After a blissful week in England spent with family over Christmas, which was tremendous fun for all of us, but especially for Grace who got to hang out with her cousin Min, we hot-tailed it back to America and Maggie completed her final days at NYRA for 2017. I packed up the car and headed to Laurel to saddle Schivarelli in the Dave’s Friend Stakes. Sadly, I arrived at Laurel to find that racing had been canceled right as I had put the bridle on Schiv to lead him over. A couple of horses had stumbled after the wire and gone down on the racetrack. Though they had not got hurt and thank goodness all got up and walked off the track under their own will, management made the correct decision to cancel the rest of the card as it was clear there was a dead-patch on the track.
Schivarelli stayed at Laurel with my father-in-law, Howard Wolfendale – big, big thanks to him and his team for putting the horse up and training him as best they could under frigid temperatures for the week before the rescheduled Dave’s Friend Stakes took place. I was absolutely thrilled with Schivarelli’s effort against the extremely talented bunch of dirt sprinters that assembled. He went off 16-1 and ran in very, very good form. The two horses on the front went 22.40, 44.73, 56.39. When I saw the 44 fraction for the half-mile, I genuinely got excited as Schivarelli sat third behind the leaders. I thought those horses might stop, but they didn’t and ran a final time of 1:08.93, which in winter at Laurel is an incredibly good time. The winner of the race, Favorite Tale, was only beaten 1 ¾ lengths by Runhappy in the Breeders’ Cup sprint of 2015, so that says a lot about the level of competition in the race. Schivarelli returned home to Belmont and is safe and sound. That was the first leg of my journey on towards Fair Grounds.
With George as my sidekick and co-pilot, I spent the night with my in-laws before heading back out and driving a full day to Birmingham, AL. on New Year’s Eve. After that, another early start put me all the way to New Orleans by 10 o’clock in the morning, though not quite in time to pick Maggie and Grace up from the airport on New Year’s Day, and we are now all congregated in Louisiana. Maggie is working select weekends for NYRA from January through to March, which has afforded us to spend the winter months down here as a family. The arrangement is greatly appreciated as we look forward to spending time in a city that we really love.
We’ve had a quiet-ish start to the year with a couple of runners at the Fair Grounds, however, things will start to get hot with a couple of horses that I’m looking forward to seeing run. Cooptado, winner of the Tenacious Stakes last out on December 16, returned to face a much deeper field in the 1 1/16 mile Louisiana Stakes. A bit slow at the start and 5-wide rounding into the stretch, he finished 6th.
On Sunday I returned to New York to watch Climb the Ladder run at Aqueduct. She finished second after setting the pace for the first half of the 6 ½ furlong race on the dirt. Danny California (by Afleet Alex), who was looking to start this past weekend, will now run in a Maiden Special Weight going one mile on dirt this coming Thursday, January 18 – also at Aqueduct. Though it is rather frigid, it’s nice to be home to see how the New York division is coming along.

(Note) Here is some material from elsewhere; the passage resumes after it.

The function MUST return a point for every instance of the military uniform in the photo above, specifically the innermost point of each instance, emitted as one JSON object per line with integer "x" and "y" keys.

Lyrical Tale got her first opportunity to stretch out after having sprinted twice at Saratoga last summer. This daughter of Tale of the Cat owned by Merrylegs Farm is a half-sister to Thundering Sky and trains like a filly who will relish the step up in distance. Having had a two-year-old-in-training sale campaign straight into our New York division, Penny Hallman and I thought it prudent to give her a little time off in the fall before bringing her back with a view of getting one or two starts in her and hopefully breaking her maiden. Unfortunately, she had a bit of a rusty break and a bad bump at the start of her race on Monday, January 15. With no pace, she had very little chance to recover and finished 9th out of 12. Nonetheless, she’s been training extremely well and I am very much looking forward to seeing her continue to progress.
We have a couple of promising colts still in New York. Depending on how these next two pieces of work go, I’ll be looking at possibly running Westerdale in the Gr.3 Withers, as his two-year-old form worked out extremely well. Mask, the Tapit colt who beat us on October 20, returned to win the Mucho Macho Man Stakes at Gulfstream on January 6, while Navistar, the Union Rags colt who finished second, came out and broke his maiden at Gulfstream the other day. Westerdale’s three-year-old form looks rock-solid; hopefully he is fit and well after three weeks off in a field to do himself justice in the Withers.